Jonathan Hoefler and Tobias Frere-Jones see their work wherever they go: on the packaging for airline food, on New York City bus ads for Saks Fifth Avenue, even on a banner on the storefront of a tarot card reader.

“We once saw this lost-dog flier in Soho in a font called Verlag that we had just released four days before,” says Frere-Jones. “It’s fantastically satisfying, but it’s still sort of strange,” adds Hoefler, whose Hoefler Text is one of the fonts included in Microsoft Word. “All the memories of that time when you worked on that font—where you were, the cans of Coke all around you—come back to you.”

Hoefler and Frere-Jones are font designers, and their digital type foundry, Hoefler & Frere-Jones, has created more than 500 different fonts for everyone from Tiffany & Co. and Nike to the New York Jets and the rock band They Might Be Giants.

In order to come up with ideas for new fonts or modifications to old ones, they carry around small sketchbooks. “You see bits of lettering anywhere and inspiration just strikes,” says Frere-Jones. “I’m still fascinated by signs on the corner grocery store selling strawberries or an old bank note; I get transfixed by that.”

But the process from initial idea to finished product is a grueling one; it can sometimes take their seven-person shop up to four years to complete one font. “As a designer, you need to be scientific. This process is trial and error; there’s more error than success,” says Hoefler. “You have to be ruthlessly critical of your work. We’ve done 1,000 fonts but only released 500.”

The process is still much easier than it once was. As recently as 20 years ago, typography was primarily an industrial process involving dozens of people in a factory assembly line. Factory workers, using molds and hot lead, churned out little metal blocks of engraved letters. Today, it’s all done digitally using software programs like FontLab. Hoefler and Frere-Jones even write their own software code to create and update their own set of computer program tools.

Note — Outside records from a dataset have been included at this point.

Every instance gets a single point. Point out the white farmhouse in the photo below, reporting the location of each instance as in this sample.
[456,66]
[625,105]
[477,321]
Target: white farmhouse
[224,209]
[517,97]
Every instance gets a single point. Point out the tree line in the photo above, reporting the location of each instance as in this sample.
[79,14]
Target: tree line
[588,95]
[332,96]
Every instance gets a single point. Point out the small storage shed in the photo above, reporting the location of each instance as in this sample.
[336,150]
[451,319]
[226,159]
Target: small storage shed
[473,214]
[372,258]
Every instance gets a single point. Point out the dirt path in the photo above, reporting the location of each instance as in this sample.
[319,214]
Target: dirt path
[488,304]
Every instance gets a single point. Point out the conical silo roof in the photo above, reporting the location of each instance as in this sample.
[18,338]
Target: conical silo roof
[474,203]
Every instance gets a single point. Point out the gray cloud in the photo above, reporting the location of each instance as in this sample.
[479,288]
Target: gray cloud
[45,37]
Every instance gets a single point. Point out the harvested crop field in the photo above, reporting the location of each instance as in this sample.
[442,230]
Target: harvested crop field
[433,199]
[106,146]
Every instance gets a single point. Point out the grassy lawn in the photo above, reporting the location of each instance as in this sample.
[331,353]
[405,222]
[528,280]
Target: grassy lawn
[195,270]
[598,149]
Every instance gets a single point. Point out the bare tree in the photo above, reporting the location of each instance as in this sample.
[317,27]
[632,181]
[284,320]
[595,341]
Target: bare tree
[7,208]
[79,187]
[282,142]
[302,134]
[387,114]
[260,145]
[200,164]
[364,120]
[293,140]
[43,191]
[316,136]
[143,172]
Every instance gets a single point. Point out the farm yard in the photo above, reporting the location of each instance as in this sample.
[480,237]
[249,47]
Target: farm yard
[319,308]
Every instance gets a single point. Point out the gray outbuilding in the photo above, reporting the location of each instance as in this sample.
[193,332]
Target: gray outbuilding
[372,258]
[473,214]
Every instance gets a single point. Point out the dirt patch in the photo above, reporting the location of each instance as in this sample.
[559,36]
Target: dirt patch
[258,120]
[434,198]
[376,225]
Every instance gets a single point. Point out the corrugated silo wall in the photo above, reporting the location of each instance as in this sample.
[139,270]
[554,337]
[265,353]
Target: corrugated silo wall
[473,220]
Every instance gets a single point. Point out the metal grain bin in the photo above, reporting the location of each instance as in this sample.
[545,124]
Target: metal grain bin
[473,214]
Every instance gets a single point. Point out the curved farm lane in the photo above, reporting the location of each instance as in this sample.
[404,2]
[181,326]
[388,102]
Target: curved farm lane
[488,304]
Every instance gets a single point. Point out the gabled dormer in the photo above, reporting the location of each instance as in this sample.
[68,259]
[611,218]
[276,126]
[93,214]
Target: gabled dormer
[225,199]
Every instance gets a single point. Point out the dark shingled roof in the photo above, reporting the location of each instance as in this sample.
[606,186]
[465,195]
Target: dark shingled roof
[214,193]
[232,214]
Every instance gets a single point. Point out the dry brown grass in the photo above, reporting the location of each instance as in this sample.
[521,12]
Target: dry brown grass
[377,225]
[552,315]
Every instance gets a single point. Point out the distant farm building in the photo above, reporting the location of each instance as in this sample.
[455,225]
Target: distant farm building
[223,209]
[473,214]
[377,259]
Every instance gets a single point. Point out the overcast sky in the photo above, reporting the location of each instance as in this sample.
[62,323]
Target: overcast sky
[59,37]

The pair redesigned the fonts for the Wall Street Journal when the paper shrank its width by three inches earlier this year. One font, in six-point type for the stock listings, is called Retina; the other, in nine-point type for the main body copy, is called Exchange. The new fonts preserved the paper’s word count per page without making the stock listings too small to read.

Hoefler and Frere-Jones found each other at a book fair, where they discovered a mutual interest in the same typeface books—and a longtime love of fonts. Frere-Jones, then working at typography firm Font Bureau after graduating from the Rhode Island School of Design, had grown up in a family of writers (his brother Sasha is the music critic for the New Yorker) and always figured he’d do the same. But he discovered that it wasn’t the words on the page that intrigued him—it was how they looked. Hoefler, a subscriber to typography trade magazine Upper & Lower Case since the age of 11, didn’t go to college after high school, instead founding the Hoefler Type Foundry in 1989. Frere-Jones joined him later that year, and in 2004, the firm was renamed Hoefler & Frere-Jones.

The pair has their hands full with assignments. Frere-Jones says that the public’s awareness of typefaces is growing thanks to sophisticated ad campaigns that prominently feature fonts.

“Everyone knows what a font is, at some point of the day they have to reckon with it, and in the end that awareness can only be good for how the field is regarded,” he says.